Free money to make your home more energy efficient
With the soaring cost of gas and electricity prices, the annual energy bill for the average family in the UK is set to rise by £800 a year, reported the Guardian newspaper on the 24th of May. This follows two increases already this year in the regulator’s cap on domestic energy bills – an increase of £693 to take the cap to £1,971 in April and the latest increase which will take the cap to £2,800 by October.
A little light appears on the horizon thanks to some money-saving tips from listings website Zoopla on the 19th of May:
- if you are in receipt of certain benefits – showing you to be a fuel poor, low income or vulnerable household – the Energy Company Obligation (ECO) scheme makes energy companies pay for double-glazing, insulation and even new boilers;
- you can get grants of up to £5,000 towards the cost of purchasing and installing a biomass boiler or an air source heat pump under the Boiler Upgrade Scheme; and
- further energy efficiency grants provide an average of £10,000 to some households under the Green Homes Grant Local Authority Delivery Scheme.
UK house price growth slows as cost of living climbs
What has been an almost relentless rise in the average price of homes in the UK seems finally to be waning in the face of inflation and the escalating cost of living that follows in its wake.
A story in the Financial Times on the 18th of May reported that house prices rose by 9.8% in the 12 months to the end of March – somewhat lower than the 11.3% increase that was recorded in the year to the end of February. Nevertheless, the average price of a house in the UK now stands at £278,000 or £24,000 more than at the same time last year.
Nevertheless, there is already a gap between rising house prices and the growth in average earnings – a gap that looks set to increase as inflation and the cost of living continue to make their presence felt. This has led some commentators to predict that the housing market could cool even as far as a fall in average house prices.
Property shortage fears as buy to let homes in the UK are left unoccupied because of energy efficiency rules
Is the government pressing too hard in the imposition of “eco rules”? A story in the Express newspaper on the 20th of May certainly makes that suggestion.
It argues that the range of energy efficiency upgrades that buy to let landlords are being forced to make is resulting in many of those homes standing empty – and that such vacancies will “exacerbate the housing crisis”.
The story takes particular issue with the requirement – introduced in April 2020 – for any buy to let property to have an Energy Performance Certificate (EPC) higher than an E rating. The minimum acceptable EPC will rise to a C rating in 2025 for new tenancies and by 2028 for all lettings. These upgrades could come at a cost of up to £10,000 per dwelling, according to the story.

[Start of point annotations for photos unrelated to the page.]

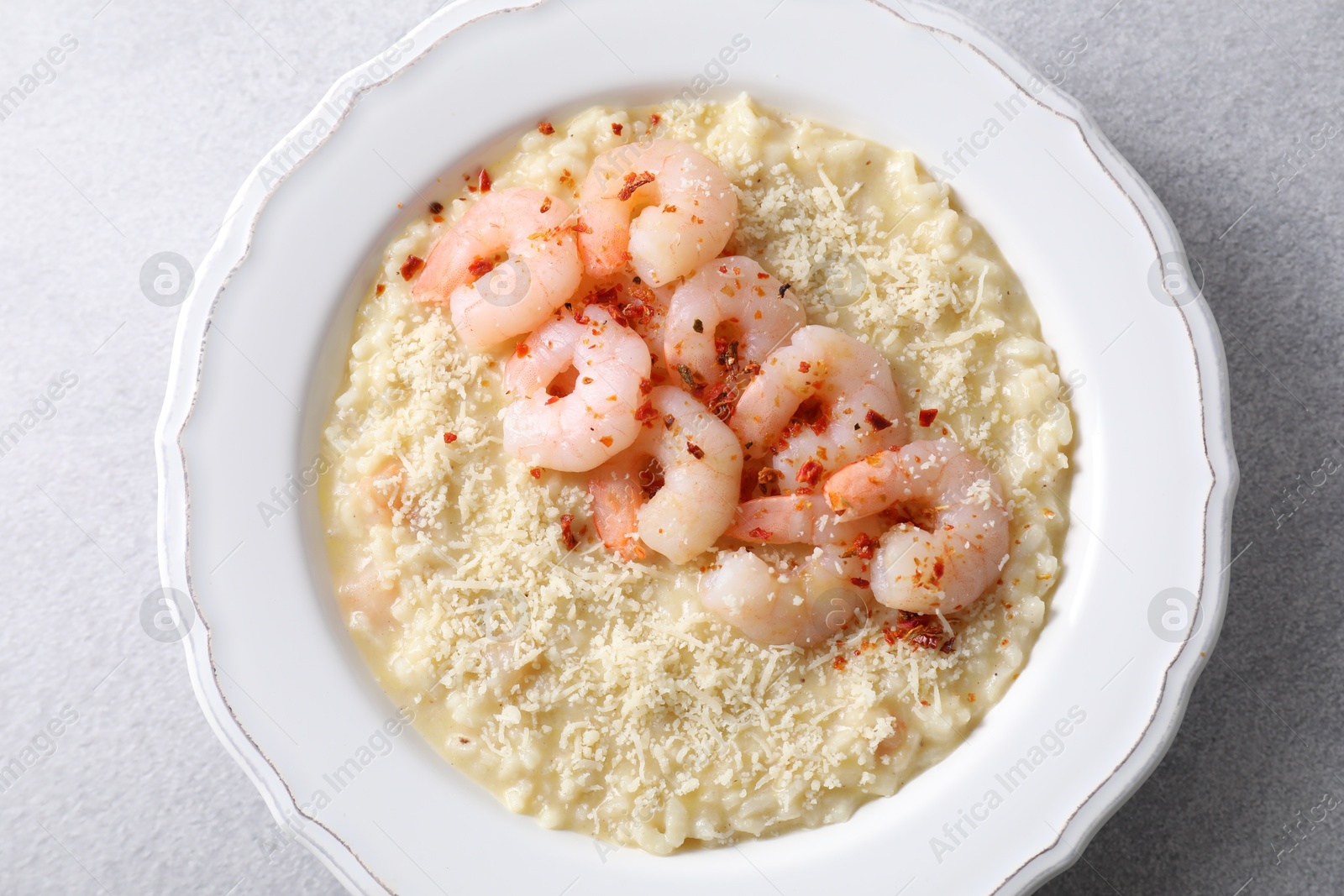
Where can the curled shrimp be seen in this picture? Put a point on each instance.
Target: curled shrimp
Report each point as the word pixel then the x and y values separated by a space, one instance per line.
pixel 699 463
pixel 638 307
pixel 848 403
pixel 948 564
pixel 605 365
pixel 504 266
pixel 660 207
pixel 806 605
pixel 734 300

The newspaper also referred to the government’s plans to ban the sale of gas central heating boilers by 2035 – necessitating additional expense in the installation of heat pumps.
York fraudster jailed for £600k property investment scam
A fraudster from York was jailed for six years by Bradford Crown Court when he was found guilty of the offence that involved taking money from individuals in a rental property scam.
The report by the BBC on the 20th of May explained that the accused promised the would-be investors that empty homes in the area would be refurbished and an income stream generated from the rents when the properties were subsequently let to tenants.
The fraudster never owned or refurbished the homes in question.